WTI Oil falls for second day as US-Iran deal hopes erode Hormuz risk premium
West Texas Intermediate (WTI) extends its decline for a second consecutive day on Friday, trading around $82.90 at the time of writing as investors unwind defensive positions following fresh signs of easing tensions in the Middle East.
  • WTI trades around $82.90 on Friday, down 2.54% on the day at the time of writing.
  • Crude Oil prices fall sharply after reports suggesting a US-Iran deal could be signed as early as this weekend in Geneva.
  • The prospect of the Strait of Hormuz reopening is reducing the geopolitical risk premium embedded in Oil prices.

West Texas Intermediate (WTI) extends its decline for a second consecutive day on Friday, trading around $82.90 at the time of writing as investors unwind defensive positions following fresh signs of easing tensions in the Middle East.

According to a Bloomberg report, officials from the United States (US), Iran and the Group of Seven (G7) believe an agreement aimed at reopening the Strait of Hormuz could be signed as early as this weekend in Geneva. Several sources indicated that a memorandum of understanding is likely to be adopted initially before a final agreement is reached.

The development follows comments from US President Donald Trump, who stated that a peace agreement with Iran could be finalized within the coming days. According to reports from Iranian media, Tehran is also expected to support the proposed text after Washington accepted several conditions put forward by the Islamic Republic.

The prospect of reopening the strategic shipping route is weighing on Crude Oil prices by reducing concerns about prolonged disruptions to global energy supplies. The Strait of Hormuz is a critical transit point for Crude Oil and Liquefied Natural Gas (LNG) exports from the Middle East to international markets.

Despite the optimism, some market participants remain cautious. A full normalization of energy flows could take time, as shipping lanes may need to be secured, infrastructure restored and production facilities affected by recent regional tensions brought back online.

Maritime tracking data nevertheless show that several LNG tankers have already departed the area heading toward Asia, suggesting that operators are beginning to anticipate an improvement in navigation conditions.

This week's sharp decline therefore reflects a rapid unwinding of the geopolitical risk premium that had supported Oil prices in recent weeks. Investors are now awaiting official confirmation of an agreement between the United States and Iran, which could further strengthen expectations for a normalization of global energy flows.

WTI Oil FAQs

WTI Oil is a type of Crude Oil sold on international markets. The WTI stands for West Texas Intermediate, one of three major types including Brent and Dubai Crude. WTI is also referred to as “light” and “sweet” because of its relatively low gravity and sulfur content respectively. It is considered a high quality Oil that is easily refined. It is sourced in the United States and distributed via the Cushing hub, which is considered “The Pipeline Crossroads of the World”. It is a benchmark for the Oil market and WTI price is frequently quoted in the media.

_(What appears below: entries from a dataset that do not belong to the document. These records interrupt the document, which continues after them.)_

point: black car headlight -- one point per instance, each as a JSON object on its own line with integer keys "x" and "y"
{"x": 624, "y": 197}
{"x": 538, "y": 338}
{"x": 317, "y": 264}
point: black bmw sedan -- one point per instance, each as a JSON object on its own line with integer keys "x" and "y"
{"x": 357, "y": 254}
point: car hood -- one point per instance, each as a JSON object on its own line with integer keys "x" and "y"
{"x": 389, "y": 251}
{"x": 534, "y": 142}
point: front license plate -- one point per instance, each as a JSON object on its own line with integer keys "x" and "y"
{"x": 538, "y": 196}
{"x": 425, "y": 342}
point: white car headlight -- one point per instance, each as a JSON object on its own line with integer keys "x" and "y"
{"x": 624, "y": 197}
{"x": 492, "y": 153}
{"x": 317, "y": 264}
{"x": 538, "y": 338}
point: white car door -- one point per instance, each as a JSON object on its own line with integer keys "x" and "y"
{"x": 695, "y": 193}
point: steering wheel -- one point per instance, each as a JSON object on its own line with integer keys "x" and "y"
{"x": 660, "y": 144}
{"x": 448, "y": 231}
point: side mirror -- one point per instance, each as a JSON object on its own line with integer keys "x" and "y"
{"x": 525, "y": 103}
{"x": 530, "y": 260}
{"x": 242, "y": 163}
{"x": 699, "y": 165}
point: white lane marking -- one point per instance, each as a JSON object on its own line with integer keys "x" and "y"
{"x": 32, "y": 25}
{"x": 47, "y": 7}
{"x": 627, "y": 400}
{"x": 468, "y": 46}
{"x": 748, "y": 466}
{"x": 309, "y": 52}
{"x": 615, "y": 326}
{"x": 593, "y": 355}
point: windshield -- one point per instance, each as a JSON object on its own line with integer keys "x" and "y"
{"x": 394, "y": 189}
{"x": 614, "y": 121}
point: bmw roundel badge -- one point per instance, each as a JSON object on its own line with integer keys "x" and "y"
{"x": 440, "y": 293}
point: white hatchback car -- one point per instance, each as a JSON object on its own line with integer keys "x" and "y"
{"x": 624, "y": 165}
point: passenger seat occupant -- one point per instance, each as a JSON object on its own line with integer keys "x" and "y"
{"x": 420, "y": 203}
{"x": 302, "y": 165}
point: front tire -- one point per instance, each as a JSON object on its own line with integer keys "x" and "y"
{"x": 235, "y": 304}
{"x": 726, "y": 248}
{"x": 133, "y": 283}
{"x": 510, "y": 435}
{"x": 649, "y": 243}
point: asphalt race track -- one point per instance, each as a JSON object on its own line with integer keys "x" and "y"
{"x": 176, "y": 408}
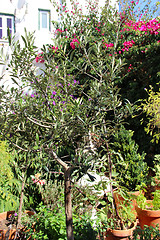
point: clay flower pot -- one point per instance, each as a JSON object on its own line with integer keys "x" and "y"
{"x": 148, "y": 217}
{"x": 112, "y": 234}
{"x": 6, "y": 233}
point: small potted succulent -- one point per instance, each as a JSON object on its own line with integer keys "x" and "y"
{"x": 117, "y": 223}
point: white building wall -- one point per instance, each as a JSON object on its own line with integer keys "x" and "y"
{"x": 26, "y": 15}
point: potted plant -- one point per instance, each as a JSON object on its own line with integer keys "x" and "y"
{"x": 149, "y": 210}
{"x": 8, "y": 224}
{"x": 117, "y": 223}
{"x": 129, "y": 168}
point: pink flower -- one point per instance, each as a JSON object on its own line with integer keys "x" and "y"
{"x": 72, "y": 44}
{"x": 39, "y": 58}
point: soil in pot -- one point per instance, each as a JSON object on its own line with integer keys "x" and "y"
{"x": 112, "y": 234}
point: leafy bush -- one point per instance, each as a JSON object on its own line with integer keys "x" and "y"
{"x": 50, "y": 224}
{"x": 128, "y": 163}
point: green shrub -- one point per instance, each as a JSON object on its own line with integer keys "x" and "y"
{"x": 128, "y": 163}
{"x": 50, "y": 224}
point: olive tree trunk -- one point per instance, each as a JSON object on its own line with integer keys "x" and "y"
{"x": 68, "y": 205}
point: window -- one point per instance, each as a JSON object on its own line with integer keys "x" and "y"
{"x": 6, "y": 22}
{"x": 44, "y": 19}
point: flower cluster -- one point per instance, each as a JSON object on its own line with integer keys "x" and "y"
{"x": 72, "y": 44}
{"x": 36, "y": 179}
{"x": 39, "y": 58}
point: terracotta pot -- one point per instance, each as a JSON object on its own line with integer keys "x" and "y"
{"x": 148, "y": 217}
{"x": 11, "y": 234}
{"x": 112, "y": 234}
{"x": 119, "y": 200}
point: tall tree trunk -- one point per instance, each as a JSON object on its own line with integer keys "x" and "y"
{"x": 21, "y": 201}
{"x": 68, "y": 205}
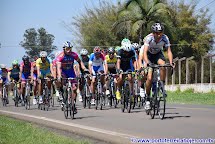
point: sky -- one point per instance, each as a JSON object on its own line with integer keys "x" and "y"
{"x": 18, "y": 15}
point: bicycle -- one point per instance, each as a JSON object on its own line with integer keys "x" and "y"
{"x": 4, "y": 95}
{"x": 86, "y": 91}
{"x": 158, "y": 99}
{"x": 112, "y": 88}
{"x": 52, "y": 92}
{"x": 126, "y": 100}
{"x": 100, "y": 96}
{"x": 69, "y": 102}
{"x": 45, "y": 95}
{"x": 137, "y": 98}
{"x": 27, "y": 97}
{"x": 16, "y": 94}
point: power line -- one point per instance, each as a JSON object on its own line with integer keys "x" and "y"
{"x": 206, "y": 5}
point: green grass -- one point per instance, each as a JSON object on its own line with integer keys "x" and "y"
{"x": 19, "y": 132}
{"x": 189, "y": 97}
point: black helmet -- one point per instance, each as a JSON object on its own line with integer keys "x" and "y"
{"x": 111, "y": 50}
{"x": 157, "y": 27}
{"x": 25, "y": 58}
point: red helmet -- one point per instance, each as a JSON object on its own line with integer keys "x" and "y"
{"x": 97, "y": 49}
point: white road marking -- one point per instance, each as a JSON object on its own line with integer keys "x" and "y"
{"x": 127, "y": 136}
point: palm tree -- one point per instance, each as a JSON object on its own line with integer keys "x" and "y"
{"x": 136, "y": 16}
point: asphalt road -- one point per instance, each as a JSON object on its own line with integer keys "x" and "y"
{"x": 111, "y": 125}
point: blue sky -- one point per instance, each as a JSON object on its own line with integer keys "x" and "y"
{"x": 18, "y": 15}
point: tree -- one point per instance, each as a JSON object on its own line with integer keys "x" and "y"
{"x": 193, "y": 35}
{"x": 36, "y": 41}
{"x": 136, "y": 17}
{"x": 94, "y": 28}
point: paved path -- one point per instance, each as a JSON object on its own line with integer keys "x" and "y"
{"x": 181, "y": 121}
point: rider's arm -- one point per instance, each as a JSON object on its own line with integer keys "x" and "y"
{"x": 170, "y": 56}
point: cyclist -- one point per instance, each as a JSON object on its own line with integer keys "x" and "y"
{"x": 34, "y": 78}
{"x": 13, "y": 74}
{"x": 4, "y": 79}
{"x": 54, "y": 72}
{"x": 111, "y": 60}
{"x": 25, "y": 73}
{"x": 96, "y": 65}
{"x": 123, "y": 64}
{"x": 65, "y": 66}
{"x": 152, "y": 53}
{"x": 43, "y": 65}
{"x": 85, "y": 59}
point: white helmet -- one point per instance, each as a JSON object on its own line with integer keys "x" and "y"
{"x": 127, "y": 47}
{"x": 125, "y": 41}
{"x": 43, "y": 54}
{"x": 67, "y": 44}
{"x": 57, "y": 53}
{"x": 83, "y": 52}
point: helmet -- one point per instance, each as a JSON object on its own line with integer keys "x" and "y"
{"x": 135, "y": 46}
{"x": 125, "y": 41}
{"x": 157, "y": 27}
{"x": 67, "y": 44}
{"x": 57, "y": 53}
{"x": 111, "y": 50}
{"x": 83, "y": 52}
{"x": 3, "y": 66}
{"x": 25, "y": 58}
{"x": 15, "y": 62}
{"x": 43, "y": 54}
{"x": 97, "y": 49}
{"x": 127, "y": 47}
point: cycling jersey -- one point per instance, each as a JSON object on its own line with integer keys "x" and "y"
{"x": 3, "y": 76}
{"x": 67, "y": 62}
{"x": 85, "y": 61}
{"x": 156, "y": 47}
{"x": 111, "y": 63}
{"x": 14, "y": 73}
{"x": 97, "y": 64}
{"x": 126, "y": 58}
{"x": 43, "y": 66}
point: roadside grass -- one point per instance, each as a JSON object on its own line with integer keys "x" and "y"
{"x": 19, "y": 132}
{"x": 189, "y": 97}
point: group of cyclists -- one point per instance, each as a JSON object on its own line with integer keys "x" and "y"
{"x": 68, "y": 64}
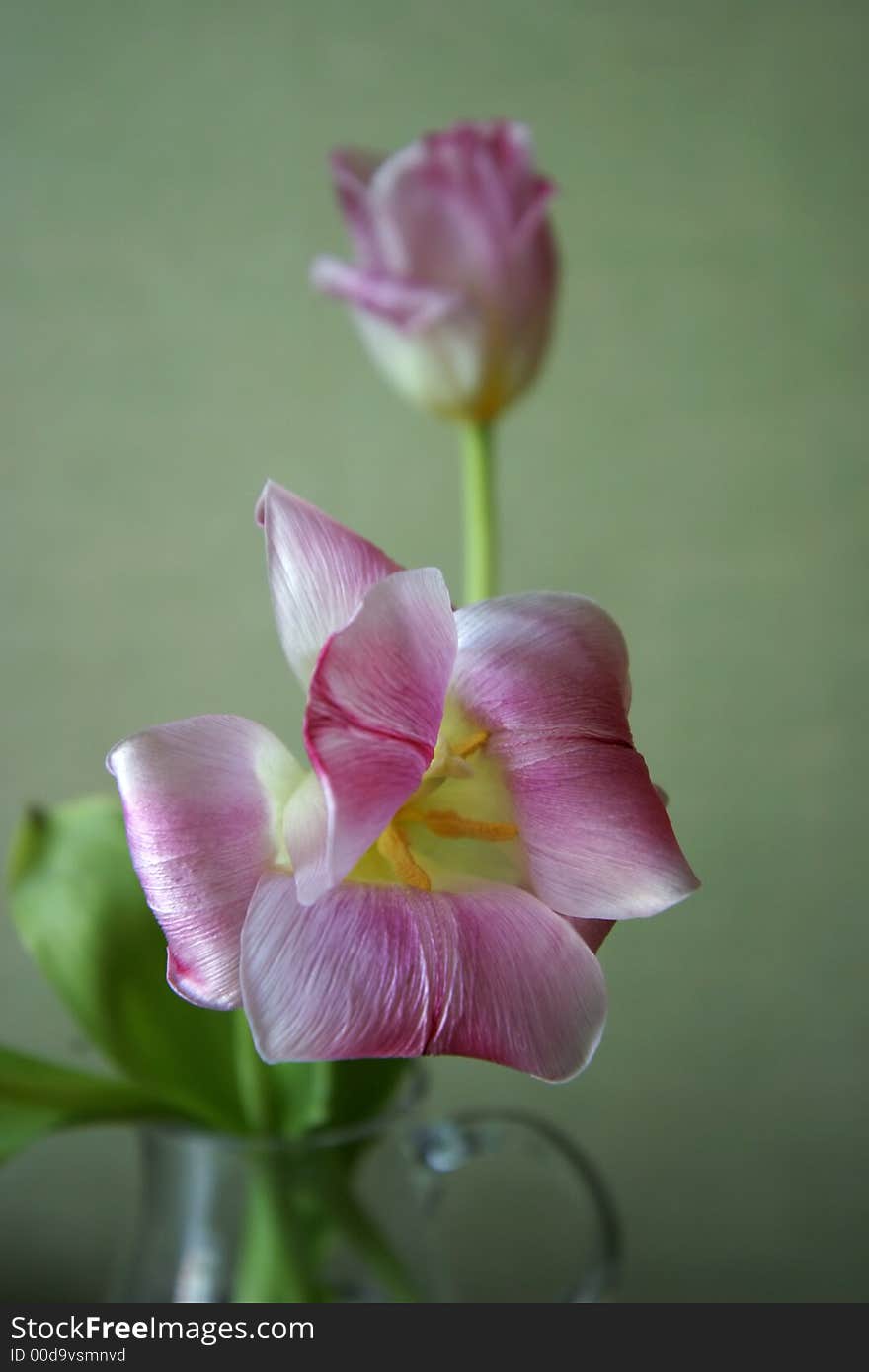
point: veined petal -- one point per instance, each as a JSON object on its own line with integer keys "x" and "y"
{"x": 546, "y": 676}
{"x": 405, "y": 305}
{"x": 387, "y": 971}
{"x": 596, "y": 837}
{"x": 544, "y": 663}
{"x": 319, "y": 572}
{"x": 352, "y": 171}
{"x": 372, "y": 721}
{"x": 202, "y": 801}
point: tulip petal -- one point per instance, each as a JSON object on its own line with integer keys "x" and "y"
{"x": 319, "y": 572}
{"x": 372, "y": 721}
{"x": 352, "y": 171}
{"x": 387, "y": 971}
{"x": 546, "y": 676}
{"x": 202, "y": 802}
{"x": 401, "y": 303}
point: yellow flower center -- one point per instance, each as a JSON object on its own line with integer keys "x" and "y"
{"x": 460, "y": 798}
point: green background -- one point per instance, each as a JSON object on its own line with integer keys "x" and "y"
{"x": 693, "y": 457}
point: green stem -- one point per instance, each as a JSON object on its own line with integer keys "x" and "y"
{"x": 276, "y": 1258}
{"x": 479, "y": 530}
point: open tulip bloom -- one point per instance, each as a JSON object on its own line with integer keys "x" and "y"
{"x": 474, "y": 818}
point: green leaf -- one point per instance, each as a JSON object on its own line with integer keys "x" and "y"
{"x": 362, "y": 1090}
{"x": 81, "y": 914}
{"x": 39, "y": 1097}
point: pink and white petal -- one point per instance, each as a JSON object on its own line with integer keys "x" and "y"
{"x": 372, "y": 721}
{"x": 202, "y": 802}
{"x": 438, "y": 220}
{"x": 403, "y": 303}
{"x": 319, "y": 572}
{"x": 352, "y": 171}
{"x": 546, "y": 676}
{"x": 544, "y": 664}
{"x": 387, "y": 971}
{"x": 596, "y": 837}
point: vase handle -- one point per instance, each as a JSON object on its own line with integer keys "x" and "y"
{"x": 514, "y": 1210}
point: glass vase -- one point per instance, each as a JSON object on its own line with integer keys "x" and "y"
{"x": 478, "y": 1207}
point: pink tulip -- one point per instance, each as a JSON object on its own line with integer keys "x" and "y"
{"x": 454, "y": 274}
{"x": 474, "y": 818}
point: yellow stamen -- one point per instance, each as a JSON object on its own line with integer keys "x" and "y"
{"x": 393, "y": 845}
{"x": 470, "y": 745}
{"x": 449, "y": 825}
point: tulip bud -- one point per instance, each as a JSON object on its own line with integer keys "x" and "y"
{"x": 456, "y": 269}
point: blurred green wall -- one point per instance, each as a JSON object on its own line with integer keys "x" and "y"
{"x": 693, "y": 458}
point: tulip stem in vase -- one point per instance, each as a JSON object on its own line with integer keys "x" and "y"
{"x": 479, "y": 527}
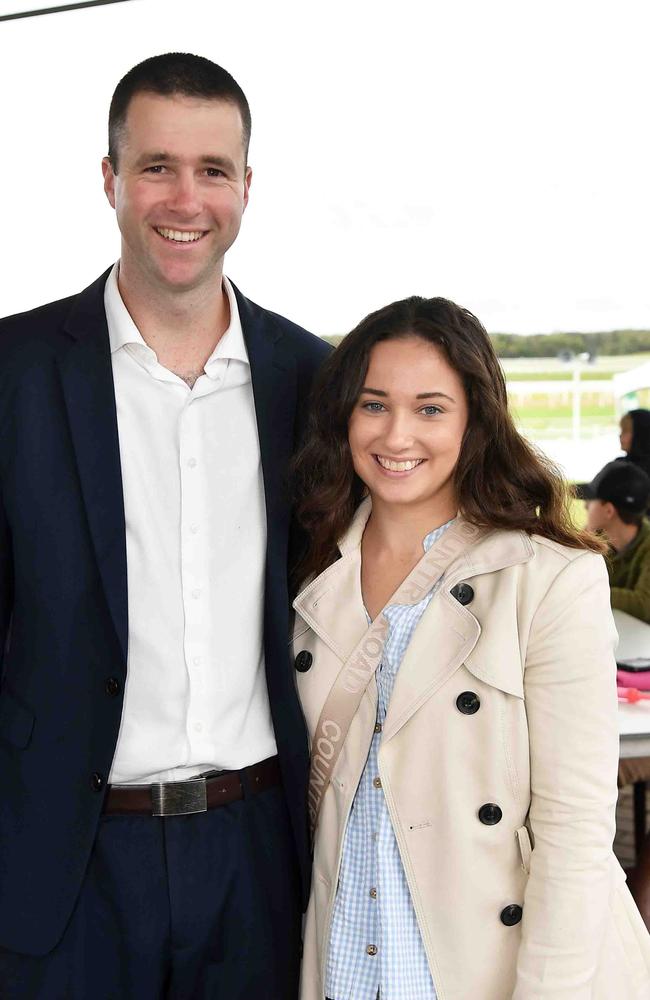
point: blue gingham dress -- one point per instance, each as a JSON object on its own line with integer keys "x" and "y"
{"x": 375, "y": 947}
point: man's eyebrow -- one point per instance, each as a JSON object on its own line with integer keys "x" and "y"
{"x": 208, "y": 160}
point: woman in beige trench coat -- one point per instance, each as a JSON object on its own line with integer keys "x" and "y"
{"x": 495, "y": 756}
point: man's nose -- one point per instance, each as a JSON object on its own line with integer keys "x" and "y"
{"x": 184, "y": 196}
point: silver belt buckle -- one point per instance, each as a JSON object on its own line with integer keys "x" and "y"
{"x": 179, "y": 798}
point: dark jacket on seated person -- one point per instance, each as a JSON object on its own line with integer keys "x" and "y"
{"x": 629, "y": 575}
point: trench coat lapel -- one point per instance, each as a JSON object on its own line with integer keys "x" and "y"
{"x": 447, "y": 633}
{"x": 87, "y": 382}
{"x": 332, "y": 604}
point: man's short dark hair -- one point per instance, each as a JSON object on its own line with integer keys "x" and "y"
{"x": 168, "y": 75}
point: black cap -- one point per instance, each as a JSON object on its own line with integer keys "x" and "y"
{"x": 621, "y": 483}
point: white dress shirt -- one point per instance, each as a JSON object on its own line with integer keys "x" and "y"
{"x": 195, "y": 695}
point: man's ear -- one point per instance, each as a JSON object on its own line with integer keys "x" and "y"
{"x": 109, "y": 180}
{"x": 248, "y": 177}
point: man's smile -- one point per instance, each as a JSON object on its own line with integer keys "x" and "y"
{"x": 181, "y": 235}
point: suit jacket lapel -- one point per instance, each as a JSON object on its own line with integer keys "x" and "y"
{"x": 274, "y": 390}
{"x": 87, "y": 380}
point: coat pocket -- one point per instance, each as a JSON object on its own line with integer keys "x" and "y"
{"x": 525, "y": 847}
{"x": 16, "y": 720}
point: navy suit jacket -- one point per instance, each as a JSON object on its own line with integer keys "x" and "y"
{"x": 63, "y": 596}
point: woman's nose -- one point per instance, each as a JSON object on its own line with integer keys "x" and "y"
{"x": 399, "y": 433}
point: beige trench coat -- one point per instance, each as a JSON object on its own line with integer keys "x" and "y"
{"x": 535, "y": 645}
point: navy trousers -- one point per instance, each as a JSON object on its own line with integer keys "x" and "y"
{"x": 202, "y": 907}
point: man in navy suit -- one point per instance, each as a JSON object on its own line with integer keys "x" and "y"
{"x": 153, "y": 755}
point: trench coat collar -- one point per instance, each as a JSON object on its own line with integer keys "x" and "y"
{"x": 332, "y": 605}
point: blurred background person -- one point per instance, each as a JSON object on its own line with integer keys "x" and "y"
{"x": 635, "y": 438}
{"x": 616, "y": 501}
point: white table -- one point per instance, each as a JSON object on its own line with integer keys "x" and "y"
{"x": 634, "y": 720}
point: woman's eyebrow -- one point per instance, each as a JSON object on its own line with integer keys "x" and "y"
{"x": 435, "y": 395}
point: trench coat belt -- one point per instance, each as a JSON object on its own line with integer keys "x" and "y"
{"x": 183, "y": 798}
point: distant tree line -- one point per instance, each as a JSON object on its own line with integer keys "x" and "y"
{"x": 549, "y": 345}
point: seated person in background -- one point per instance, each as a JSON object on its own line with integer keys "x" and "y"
{"x": 617, "y": 499}
{"x": 635, "y": 442}
{"x": 635, "y": 438}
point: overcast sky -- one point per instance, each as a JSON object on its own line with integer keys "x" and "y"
{"x": 492, "y": 151}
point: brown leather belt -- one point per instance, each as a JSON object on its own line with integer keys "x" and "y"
{"x": 183, "y": 798}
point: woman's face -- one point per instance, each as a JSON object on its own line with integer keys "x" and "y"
{"x": 407, "y": 426}
{"x": 625, "y": 437}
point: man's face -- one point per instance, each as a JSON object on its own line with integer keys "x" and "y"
{"x": 180, "y": 192}
{"x": 599, "y": 514}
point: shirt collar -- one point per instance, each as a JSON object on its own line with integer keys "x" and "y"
{"x": 122, "y": 330}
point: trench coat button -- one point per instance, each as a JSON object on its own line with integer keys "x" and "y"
{"x": 468, "y": 703}
{"x": 463, "y": 593}
{"x": 112, "y": 686}
{"x": 490, "y": 814}
{"x": 96, "y": 781}
{"x": 511, "y": 915}
{"x": 304, "y": 661}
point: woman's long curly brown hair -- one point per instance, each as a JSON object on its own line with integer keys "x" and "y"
{"x": 501, "y": 480}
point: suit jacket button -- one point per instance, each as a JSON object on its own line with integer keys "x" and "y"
{"x": 511, "y": 915}
{"x": 490, "y": 814}
{"x": 112, "y": 686}
{"x": 304, "y": 661}
{"x": 468, "y": 703}
{"x": 96, "y": 781}
{"x": 463, "y": 593}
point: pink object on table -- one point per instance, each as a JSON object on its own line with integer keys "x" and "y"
{"x": 632, "y": 694}
{"x": 638, "y": 678}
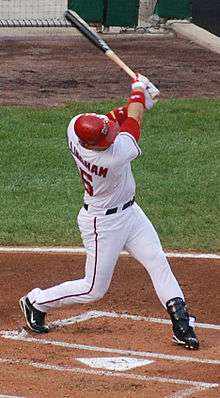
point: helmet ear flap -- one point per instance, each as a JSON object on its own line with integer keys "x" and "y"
{"x": 95, "y": 130}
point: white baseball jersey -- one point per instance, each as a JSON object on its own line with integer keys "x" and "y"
{"x": 106, "y": 175}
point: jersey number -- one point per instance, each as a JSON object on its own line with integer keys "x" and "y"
{"x": 87, "y": 181}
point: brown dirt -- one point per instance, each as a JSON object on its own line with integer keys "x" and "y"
{"x": 131, "y": 292}
{"x": 56, "y": 70}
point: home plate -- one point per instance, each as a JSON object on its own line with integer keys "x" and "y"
{"x": 116, "y": 363}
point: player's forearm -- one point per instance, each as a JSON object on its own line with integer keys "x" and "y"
{"x": 136, "y": 111}
{"x": 136, "y": 105}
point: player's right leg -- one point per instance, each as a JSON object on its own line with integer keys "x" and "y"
{"x": 145, "y": 246}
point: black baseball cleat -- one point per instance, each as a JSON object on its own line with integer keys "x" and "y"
{"x": 35, "y": 319}
{"x": 183, "y": 324}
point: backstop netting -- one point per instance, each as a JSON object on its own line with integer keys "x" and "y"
{"x": 46, "y": 13}
{"x": 33, "y": 12}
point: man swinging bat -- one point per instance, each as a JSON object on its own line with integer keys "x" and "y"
{"x": 103, "y": 147}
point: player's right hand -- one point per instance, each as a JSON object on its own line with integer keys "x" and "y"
{"x": 144, "y": 83}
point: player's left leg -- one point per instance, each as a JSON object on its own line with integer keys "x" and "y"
{"x": 144, "y": 245}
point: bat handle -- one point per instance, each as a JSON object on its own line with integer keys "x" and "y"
{"x": 120, "y": 63}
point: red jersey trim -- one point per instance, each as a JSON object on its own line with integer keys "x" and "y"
{"x": 131, "y": 126}
{"x": 134, "y": 141}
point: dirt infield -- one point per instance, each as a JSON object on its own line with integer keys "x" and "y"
{"x": 56, "y": 70}
{"x": 50, "y": 365}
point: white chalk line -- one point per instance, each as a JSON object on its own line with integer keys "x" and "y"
{"x": 81, "y": 250}
{"x": 23, "y": 336}
{"x": 98, "y": 314}
{"x": 186, "y": 393}
{"x": 97, "y": 372}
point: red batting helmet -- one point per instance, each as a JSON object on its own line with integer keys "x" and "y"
{"x": 96, "y": 130}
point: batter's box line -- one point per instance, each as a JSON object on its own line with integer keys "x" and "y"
{"x": 198, "y": 385}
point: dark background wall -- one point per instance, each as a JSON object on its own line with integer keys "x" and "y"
{"x": 206, "y": 13}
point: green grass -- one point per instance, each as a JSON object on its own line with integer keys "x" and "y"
{"x": 177, "y": 185}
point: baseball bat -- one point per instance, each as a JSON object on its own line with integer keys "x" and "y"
{"x": 76, "y": 21}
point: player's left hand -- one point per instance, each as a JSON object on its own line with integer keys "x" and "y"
{"x": 144, "y": 83}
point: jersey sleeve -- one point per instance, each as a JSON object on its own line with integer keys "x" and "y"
{"x": 125, "y": 149}
{"x": 118, "y": 114}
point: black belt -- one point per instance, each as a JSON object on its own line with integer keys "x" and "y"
{"x": 115, "y": 209}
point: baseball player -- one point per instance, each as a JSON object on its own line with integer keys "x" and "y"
{"x": 103, "y": 147}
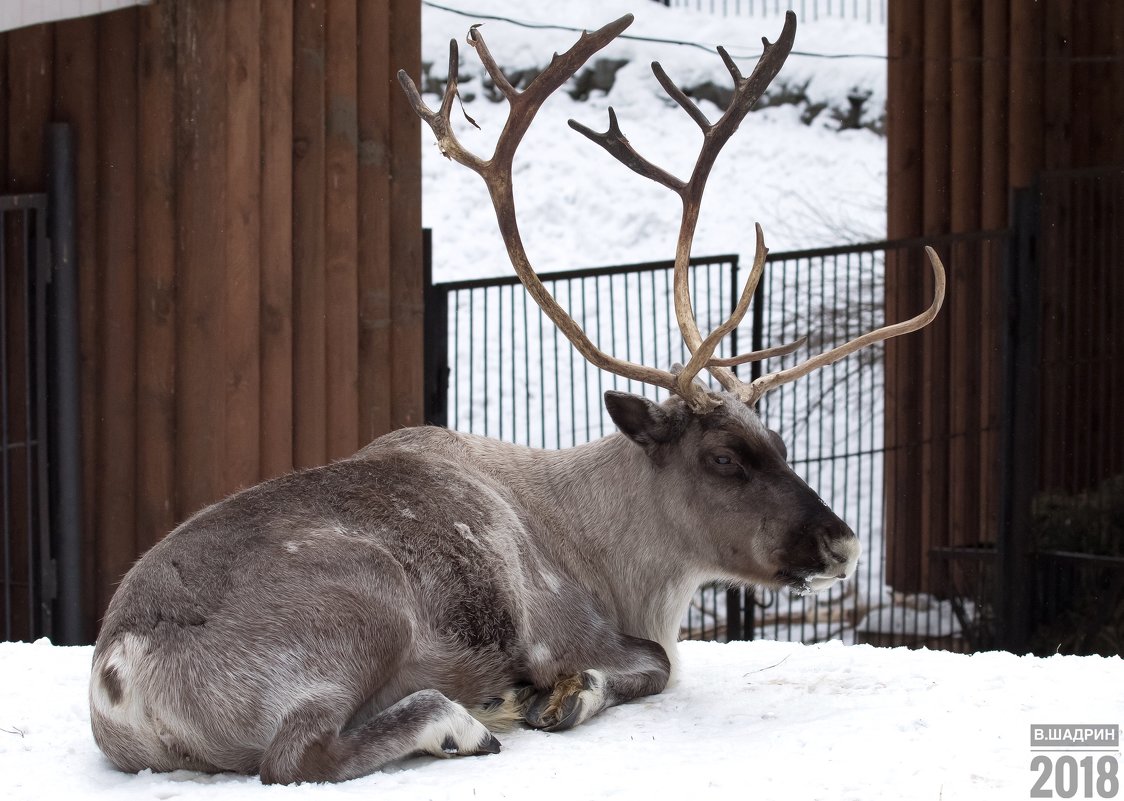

Like all assets, supply and demand are the key drivers of WTI Oil price. As such, global growth can be a driver of increased demand and vice versa for weak global growth. Political instability, wars, and sanctions can disrupt supply and impact prices. The decisions of OPEC, a group of major Oil-producing countries, is another key driver of price. The value of the US Dollar influences the price of WTI Crude Oil, since Oil is predominantly traded in US Dollars, thus a weaker US Dollar can make Oil more affordable and vice versa.

The weekly Oil inventory reports published by the American Petroleum Institute (API) and the Energy Information Agency (EIA) impact the price of WTI Oil. Changes in inventories reflect fluctuating supply and demand. If the data shows a drop in inventories it can indicate increased demand, pushing up Oil price. Higher inventories can reflect increased supply, pushing down prices. API’s report is published every Tuesday and EIA’s the day after. Their results are usually similar, falling within 1% of each other 75% of the time. The EIA data is considered more reliable, since it is a government agency.

OPEC (Organization of the Petroleum Exporting Countries) is a group of 12 Oil-producing nations who collectively decide production quotas for member countries at twice-yearly meetings. Their decisions often impact WTI Oil prices. When OPEC decides to lower quotas, it can tighten supply, pushing up Oil prices. When OPEC increases production, it has the opposite effect. OPEC+ refers to an expanded group that includes ten extra non-OPEC members, the most notable of which is Russia.